Destinasi Cagar Budaya Sejarah Merana

Sukadana - Beberapa cagar budaya sejarah di Kabupaten Kayong Utara (KKU) lambat laun hilang tergerus zaman. Kali terakhir beberapa hari lalu, bekas kantor wedana (residen) di kawedanan (karisedenan) Sukadana kuno dihancurkan karena dihantam perluasan Pendopo Bupati. Penghilangan benda-benda sejarah diprediksi akan makin banyak hilang karena kalah kepentingan dengan perkara mutakhir, percepatan pembangunan kawasan.

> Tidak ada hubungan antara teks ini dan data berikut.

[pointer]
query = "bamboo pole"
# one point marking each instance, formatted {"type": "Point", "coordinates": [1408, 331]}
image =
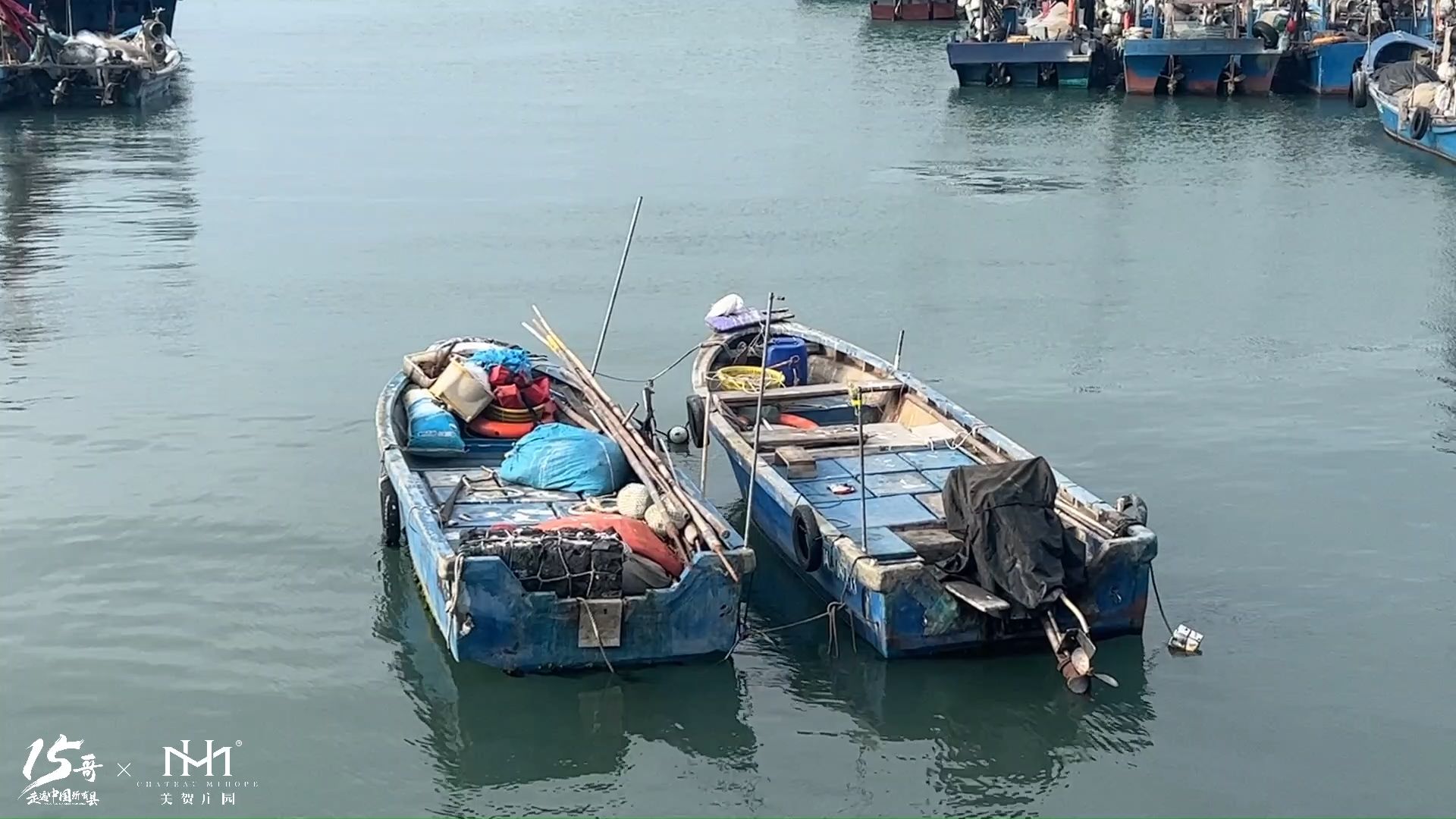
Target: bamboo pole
{"type": "Point", "coordinates": [648, 457]}
{"type": "Point", "coordinates": [647, 463]}
{"type": "Point", "coordinates": [610, 428]}
{"type": "Point", "coordinates": [758, 419]}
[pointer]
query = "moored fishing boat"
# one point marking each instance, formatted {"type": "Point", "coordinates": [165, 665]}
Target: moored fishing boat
{"type": "Point", "coordinates": [133, 69]}
{"type": "Point", "coordinates": [1324, 41]}
{"type": "Point", "coordinates": [528, 507]}
{"type": "Point", "coordinates": [1204, 47]}
{"type": "Point", "coordinates": [1019, 44]}
{"type": "Point", "coordinates": [892, 502]}
{"type": "Point", "coordinates": [1413, 86]}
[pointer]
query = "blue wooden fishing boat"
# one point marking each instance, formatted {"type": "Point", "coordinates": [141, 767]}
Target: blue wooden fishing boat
{"type": "Point", "coordinates": [41, 64]}
{"type": "Point", "coordinates": [1411, 85]}
{"type": "Point", "coordinates": [1199, 47]}
{"type": "Point", "coordinates": [1014, 46]}
{"type": "Point", "coordinates": [471, 532]}
{"type": "Point", "coordinates": [1331, 39]}
{"type": "Point", "coordinates": [849, 483]}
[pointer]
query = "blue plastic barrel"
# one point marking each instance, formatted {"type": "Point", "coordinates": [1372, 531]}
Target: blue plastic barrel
{"type": "Point", "coordinates": [791, 357]}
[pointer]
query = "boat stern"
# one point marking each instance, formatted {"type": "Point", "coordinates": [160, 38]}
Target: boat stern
{"type": "Point", "coordinates": [503, 626]}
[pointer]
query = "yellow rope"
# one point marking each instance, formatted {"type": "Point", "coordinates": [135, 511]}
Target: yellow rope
{"type": "Point", "coordinates": [746, 379]}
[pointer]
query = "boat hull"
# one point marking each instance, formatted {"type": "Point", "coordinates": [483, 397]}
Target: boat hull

Peneliti sejarah asal Sukadana yang juga fasilitator Lembaga Baparung, Safarudin mengharapkan supaya Pemerintah Kabupaten (Pemkab) Kayong Utara berperan aktif dalam menjaga asset budaya maupun peninggalan sejarah.

“Destinasi (tujuan, red) pelancong ke KKU tak sebatas wisata alam, tapi juga wisata sejarah berbalutkan religius. Di sinilah salah satu keunggulan KKU untuk mendongkrak Pendapatan Asli Daerah (PAD). Namun, itu semua perlu dukungan sarana dan prasarana yang baik bagi destinasi wisata sejarah ini,” kupas Safarudin.

Di bekas Swapraja (pemerintahan sendiri, Red) Sukadana ini pernah menjadi ibu kota Imperium Matan-Tanjungpura, Perwakilan Kerajaan Siak Dipertuan Sukana, konsulat Kerajaan Inggris dan Kerajaan Belanda hingga Jepang yang pernah menguasai Sukadana.

“Di Desa Sedahan terdapat peninggalan zaman pra-sejarah (pre-history) seperti Rock Panting (batu bergambar, Red), menunjukkan jika peradaban purba pernah bermukim di Sukadana,” telaah Safarudin.

Beberapa benda sejarah di Sukadana yang tak bertuan dan tak terdeteksi lagi seperti, gua manusia purba, dolmen dan lain-lain. Peninggalan Konsulat Inggris seperti Eks dermaga di Pantai Pulau Datok, sisa-sisa pabrik bakau yang kemudian diteruskan Belanda menjadi Pabrik Garam juga mulai aus. Peninggalan zaman Belanda terdapat Tangsi Militer dan Kerangkeng Belanda, Gudang Garam, Benteng Lapis Tiga dan lain-lain akan sangat disayangkan jika sampai bangunan tersebut turut dibongkar .

“Situs dan benda cagar budaya mempunyai aspek akademis, ideologis, dan ekonomis. Aspek akademis untuk pewarisan ilmu, ideologis sebagai jati diri atau identitas bangsa, dan ekonomis karena dapat menjadi pendukung kepariwisataan dengan tetap mengutamakan prinsip konservasi,” ungkap Safarudin.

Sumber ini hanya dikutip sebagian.